3.2 Similarity in gene expression among samples
Similarity in gene expression among biological replicates - i.e., individuals belonging to the same treatment group - gives an idea of reproducibility of our data and of the overall variation among samples. Similarity in gene expression within and among groups can be estimated using the sample correlation or Euclidean distances (see Materials and Methods for further details). Pearson correlation coefficients (r) for biological replicates were equal or above 0.9 for 97% of comparisons (same tissue and some tissue within a group) (Table S3 on Dryad). This indicates that although variation in gene expression occurs among individuals, biological replicates are generally very similar.
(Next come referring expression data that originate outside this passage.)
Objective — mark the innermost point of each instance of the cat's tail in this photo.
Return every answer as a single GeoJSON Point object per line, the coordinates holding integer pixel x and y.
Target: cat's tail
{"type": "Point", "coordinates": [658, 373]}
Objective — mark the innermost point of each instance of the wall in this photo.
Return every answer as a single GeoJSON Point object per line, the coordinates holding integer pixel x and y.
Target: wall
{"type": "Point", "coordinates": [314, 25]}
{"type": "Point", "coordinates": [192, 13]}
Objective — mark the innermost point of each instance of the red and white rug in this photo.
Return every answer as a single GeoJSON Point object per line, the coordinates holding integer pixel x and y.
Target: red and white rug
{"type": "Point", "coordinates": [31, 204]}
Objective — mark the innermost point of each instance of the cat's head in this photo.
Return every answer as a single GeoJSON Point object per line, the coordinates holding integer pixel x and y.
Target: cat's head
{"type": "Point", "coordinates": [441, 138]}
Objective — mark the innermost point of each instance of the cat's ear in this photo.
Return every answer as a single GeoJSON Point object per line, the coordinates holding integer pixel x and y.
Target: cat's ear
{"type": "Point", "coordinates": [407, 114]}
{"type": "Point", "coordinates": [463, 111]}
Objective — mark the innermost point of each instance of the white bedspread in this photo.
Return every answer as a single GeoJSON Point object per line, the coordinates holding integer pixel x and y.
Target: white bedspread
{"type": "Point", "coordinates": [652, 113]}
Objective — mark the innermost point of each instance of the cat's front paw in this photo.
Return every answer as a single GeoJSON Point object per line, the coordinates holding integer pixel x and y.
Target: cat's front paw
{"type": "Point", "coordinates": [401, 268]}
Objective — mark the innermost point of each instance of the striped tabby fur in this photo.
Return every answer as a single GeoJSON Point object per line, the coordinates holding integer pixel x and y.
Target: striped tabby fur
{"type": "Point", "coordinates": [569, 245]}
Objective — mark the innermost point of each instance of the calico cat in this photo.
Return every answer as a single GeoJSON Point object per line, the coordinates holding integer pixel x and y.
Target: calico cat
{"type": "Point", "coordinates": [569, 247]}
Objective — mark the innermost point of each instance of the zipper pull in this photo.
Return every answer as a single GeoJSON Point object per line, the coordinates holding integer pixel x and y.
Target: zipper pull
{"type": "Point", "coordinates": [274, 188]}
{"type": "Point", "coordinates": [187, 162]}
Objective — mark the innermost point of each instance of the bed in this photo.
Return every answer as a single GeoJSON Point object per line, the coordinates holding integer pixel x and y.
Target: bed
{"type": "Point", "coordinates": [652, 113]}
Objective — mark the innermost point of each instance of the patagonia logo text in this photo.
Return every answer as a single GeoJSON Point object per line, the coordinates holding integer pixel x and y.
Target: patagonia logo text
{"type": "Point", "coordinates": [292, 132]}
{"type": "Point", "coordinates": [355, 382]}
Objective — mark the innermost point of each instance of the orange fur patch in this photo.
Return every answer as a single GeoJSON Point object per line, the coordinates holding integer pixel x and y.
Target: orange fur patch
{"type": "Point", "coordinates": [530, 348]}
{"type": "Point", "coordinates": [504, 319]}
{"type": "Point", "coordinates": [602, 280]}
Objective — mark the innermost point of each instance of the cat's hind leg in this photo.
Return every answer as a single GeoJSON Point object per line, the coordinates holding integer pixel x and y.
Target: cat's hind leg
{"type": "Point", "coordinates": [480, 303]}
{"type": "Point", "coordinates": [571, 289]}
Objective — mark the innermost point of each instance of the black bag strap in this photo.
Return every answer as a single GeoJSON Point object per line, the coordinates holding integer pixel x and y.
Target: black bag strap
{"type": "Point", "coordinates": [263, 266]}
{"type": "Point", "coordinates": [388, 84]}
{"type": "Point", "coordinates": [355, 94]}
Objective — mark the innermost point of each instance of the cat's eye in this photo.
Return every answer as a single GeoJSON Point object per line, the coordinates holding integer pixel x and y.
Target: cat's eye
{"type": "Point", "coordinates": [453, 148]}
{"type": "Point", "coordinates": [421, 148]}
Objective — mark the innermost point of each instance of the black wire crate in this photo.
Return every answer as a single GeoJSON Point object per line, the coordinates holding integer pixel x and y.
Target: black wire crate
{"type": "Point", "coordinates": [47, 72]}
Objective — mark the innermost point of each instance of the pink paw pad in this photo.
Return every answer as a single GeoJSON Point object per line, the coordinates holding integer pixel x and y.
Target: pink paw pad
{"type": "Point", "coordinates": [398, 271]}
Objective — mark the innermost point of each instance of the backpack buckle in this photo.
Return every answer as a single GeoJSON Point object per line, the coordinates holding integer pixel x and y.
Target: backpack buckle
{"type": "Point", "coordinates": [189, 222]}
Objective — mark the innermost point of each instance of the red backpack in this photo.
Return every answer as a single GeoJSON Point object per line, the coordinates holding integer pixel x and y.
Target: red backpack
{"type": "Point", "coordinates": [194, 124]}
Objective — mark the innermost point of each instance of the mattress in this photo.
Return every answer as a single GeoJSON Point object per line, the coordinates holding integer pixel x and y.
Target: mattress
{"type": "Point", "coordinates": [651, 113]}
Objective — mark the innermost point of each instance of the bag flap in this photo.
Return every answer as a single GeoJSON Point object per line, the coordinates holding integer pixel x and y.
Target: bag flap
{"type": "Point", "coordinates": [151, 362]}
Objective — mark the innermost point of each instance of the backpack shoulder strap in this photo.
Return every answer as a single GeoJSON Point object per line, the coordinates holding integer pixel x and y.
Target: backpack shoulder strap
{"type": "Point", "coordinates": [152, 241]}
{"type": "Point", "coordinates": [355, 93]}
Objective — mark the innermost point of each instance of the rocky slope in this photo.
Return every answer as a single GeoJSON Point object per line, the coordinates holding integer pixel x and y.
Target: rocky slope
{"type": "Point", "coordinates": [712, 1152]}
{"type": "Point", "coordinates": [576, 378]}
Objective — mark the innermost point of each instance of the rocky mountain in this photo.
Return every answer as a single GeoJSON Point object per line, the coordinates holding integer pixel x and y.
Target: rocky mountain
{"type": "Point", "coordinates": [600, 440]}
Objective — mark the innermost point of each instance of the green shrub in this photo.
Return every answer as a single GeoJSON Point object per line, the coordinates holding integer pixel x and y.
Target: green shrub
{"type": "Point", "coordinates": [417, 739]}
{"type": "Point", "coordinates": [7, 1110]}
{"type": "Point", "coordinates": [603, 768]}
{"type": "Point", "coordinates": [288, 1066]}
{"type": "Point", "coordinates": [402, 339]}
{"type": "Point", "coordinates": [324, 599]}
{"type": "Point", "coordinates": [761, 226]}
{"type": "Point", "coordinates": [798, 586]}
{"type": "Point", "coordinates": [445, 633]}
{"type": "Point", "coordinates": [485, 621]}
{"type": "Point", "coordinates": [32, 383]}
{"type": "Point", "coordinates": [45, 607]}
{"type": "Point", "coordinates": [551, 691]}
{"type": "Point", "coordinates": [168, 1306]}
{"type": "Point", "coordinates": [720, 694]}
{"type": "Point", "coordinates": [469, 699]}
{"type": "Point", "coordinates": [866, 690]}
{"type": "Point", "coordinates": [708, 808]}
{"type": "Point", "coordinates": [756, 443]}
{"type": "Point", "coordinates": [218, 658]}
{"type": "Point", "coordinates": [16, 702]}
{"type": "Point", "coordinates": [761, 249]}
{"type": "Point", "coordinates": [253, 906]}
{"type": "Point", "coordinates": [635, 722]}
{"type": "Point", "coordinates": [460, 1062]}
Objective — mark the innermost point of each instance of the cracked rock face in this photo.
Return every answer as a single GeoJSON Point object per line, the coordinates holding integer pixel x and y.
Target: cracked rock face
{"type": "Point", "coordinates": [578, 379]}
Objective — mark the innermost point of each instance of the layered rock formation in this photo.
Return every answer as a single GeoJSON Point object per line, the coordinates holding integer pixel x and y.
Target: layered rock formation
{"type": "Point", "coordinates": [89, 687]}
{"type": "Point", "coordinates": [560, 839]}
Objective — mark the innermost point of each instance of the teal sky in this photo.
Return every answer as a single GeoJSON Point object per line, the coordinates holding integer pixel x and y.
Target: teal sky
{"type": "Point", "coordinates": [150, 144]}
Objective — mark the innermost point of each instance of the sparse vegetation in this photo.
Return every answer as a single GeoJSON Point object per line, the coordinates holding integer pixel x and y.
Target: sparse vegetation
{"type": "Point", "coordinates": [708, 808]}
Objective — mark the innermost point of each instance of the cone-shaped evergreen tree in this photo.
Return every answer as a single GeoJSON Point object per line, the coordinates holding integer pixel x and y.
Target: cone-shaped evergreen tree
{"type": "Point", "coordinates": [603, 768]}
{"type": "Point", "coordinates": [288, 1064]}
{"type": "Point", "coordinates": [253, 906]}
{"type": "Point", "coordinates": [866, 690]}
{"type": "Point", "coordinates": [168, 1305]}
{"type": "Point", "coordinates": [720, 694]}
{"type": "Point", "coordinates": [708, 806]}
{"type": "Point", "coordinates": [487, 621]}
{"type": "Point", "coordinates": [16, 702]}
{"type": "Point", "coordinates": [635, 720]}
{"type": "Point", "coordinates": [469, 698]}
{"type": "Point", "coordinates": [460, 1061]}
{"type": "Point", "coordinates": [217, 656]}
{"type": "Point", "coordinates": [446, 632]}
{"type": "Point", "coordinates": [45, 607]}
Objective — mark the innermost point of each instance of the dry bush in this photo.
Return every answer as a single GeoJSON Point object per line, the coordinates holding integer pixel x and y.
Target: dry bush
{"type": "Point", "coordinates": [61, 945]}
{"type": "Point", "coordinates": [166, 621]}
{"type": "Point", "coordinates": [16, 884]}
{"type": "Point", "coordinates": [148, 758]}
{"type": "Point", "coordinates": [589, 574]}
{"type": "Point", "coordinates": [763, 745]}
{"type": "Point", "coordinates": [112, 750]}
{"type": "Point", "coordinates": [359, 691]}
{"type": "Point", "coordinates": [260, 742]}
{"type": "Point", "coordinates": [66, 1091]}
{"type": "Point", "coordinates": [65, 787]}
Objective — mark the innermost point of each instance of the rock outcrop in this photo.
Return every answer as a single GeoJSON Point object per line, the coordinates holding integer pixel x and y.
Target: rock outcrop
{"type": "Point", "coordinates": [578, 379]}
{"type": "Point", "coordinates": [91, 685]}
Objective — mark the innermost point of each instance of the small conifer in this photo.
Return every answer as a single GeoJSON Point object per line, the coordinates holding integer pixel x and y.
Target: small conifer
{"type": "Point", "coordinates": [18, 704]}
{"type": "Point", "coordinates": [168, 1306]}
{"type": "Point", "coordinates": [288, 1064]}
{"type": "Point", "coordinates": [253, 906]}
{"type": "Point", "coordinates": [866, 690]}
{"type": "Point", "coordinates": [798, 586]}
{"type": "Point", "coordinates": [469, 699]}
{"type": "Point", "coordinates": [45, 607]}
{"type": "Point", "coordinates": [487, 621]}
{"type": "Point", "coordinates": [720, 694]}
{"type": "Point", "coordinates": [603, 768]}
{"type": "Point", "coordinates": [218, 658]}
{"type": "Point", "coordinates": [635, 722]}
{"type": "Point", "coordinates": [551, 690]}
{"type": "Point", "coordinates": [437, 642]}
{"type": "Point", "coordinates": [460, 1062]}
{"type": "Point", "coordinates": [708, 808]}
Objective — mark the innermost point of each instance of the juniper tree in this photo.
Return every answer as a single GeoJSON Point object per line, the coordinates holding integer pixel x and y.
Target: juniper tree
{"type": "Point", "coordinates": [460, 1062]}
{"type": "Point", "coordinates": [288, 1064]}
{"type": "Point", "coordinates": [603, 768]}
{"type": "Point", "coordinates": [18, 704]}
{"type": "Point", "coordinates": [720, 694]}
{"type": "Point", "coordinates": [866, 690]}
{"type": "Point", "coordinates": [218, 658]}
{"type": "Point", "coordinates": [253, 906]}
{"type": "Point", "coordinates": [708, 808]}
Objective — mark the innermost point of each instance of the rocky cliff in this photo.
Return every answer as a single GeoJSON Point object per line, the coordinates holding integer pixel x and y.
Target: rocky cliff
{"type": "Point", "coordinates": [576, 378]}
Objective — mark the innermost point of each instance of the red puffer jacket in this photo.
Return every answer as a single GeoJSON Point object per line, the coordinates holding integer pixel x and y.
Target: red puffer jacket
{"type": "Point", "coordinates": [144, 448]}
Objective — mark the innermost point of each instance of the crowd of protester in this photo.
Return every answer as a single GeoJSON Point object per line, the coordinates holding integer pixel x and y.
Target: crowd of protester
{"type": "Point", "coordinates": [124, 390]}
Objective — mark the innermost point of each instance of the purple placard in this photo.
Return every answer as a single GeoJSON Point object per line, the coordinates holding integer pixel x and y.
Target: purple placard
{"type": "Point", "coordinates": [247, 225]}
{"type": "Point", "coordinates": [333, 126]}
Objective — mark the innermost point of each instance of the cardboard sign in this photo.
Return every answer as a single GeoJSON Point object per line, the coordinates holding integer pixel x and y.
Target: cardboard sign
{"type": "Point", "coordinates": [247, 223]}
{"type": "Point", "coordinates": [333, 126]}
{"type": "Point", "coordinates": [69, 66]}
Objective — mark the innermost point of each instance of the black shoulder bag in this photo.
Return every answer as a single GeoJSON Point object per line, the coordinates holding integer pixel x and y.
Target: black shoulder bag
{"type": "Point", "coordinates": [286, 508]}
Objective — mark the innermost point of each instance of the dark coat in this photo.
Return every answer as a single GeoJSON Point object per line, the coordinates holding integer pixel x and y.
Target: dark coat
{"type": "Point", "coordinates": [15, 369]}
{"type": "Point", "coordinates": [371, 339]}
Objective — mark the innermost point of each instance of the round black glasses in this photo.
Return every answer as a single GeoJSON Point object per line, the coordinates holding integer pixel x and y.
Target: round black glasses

Pearson r values between the two sequencing platforms for NEB are all above 0.9 for the samples belonging to the same group (Supporting Information Table S2), indicating that different sequencing methods did not influence the number of uniquely mapped reads. Finally, r among different tissues (for QuantSeq) and among QuantSeq vs. NEB are generally <0.5 and sometimes negative, suggesting different levels of gene expression among tissues and among the same mapped genes between the two library types.
Heatmaps of the distance matrices for the different group comparisons provide hierarchical clustering based on sample distances. When heatmaps were made combining data from the three different tissues for QuantSeq, we found three clusters corresponding to the three different tissues (Figure 2A). However, within each cluster, as also shown by the heatmaps built with data from each tissue separately, samples belonging to different groups are clustered together, indicating no clear difference in gene expression among the tested groups (Supporting Information Figure S1). Lack of difference in gene expression among the different groups was also found using NEB data (Figure 2).
Finally, comparison of QuantSeq vs. NEB found differences in gene expression between the two methods; however, this difference was not associated with any of the groups (Figure 2). Principal component analysis (PCA), another way to visualize variation in gene expression among samples, further supports the lack of differences among sampling methods and time of tissue harvesting and the differentiation between QuantSeq versus NEB and among the three sampled tissues (Figures 3 and 4 and Supporting Information Figure S2).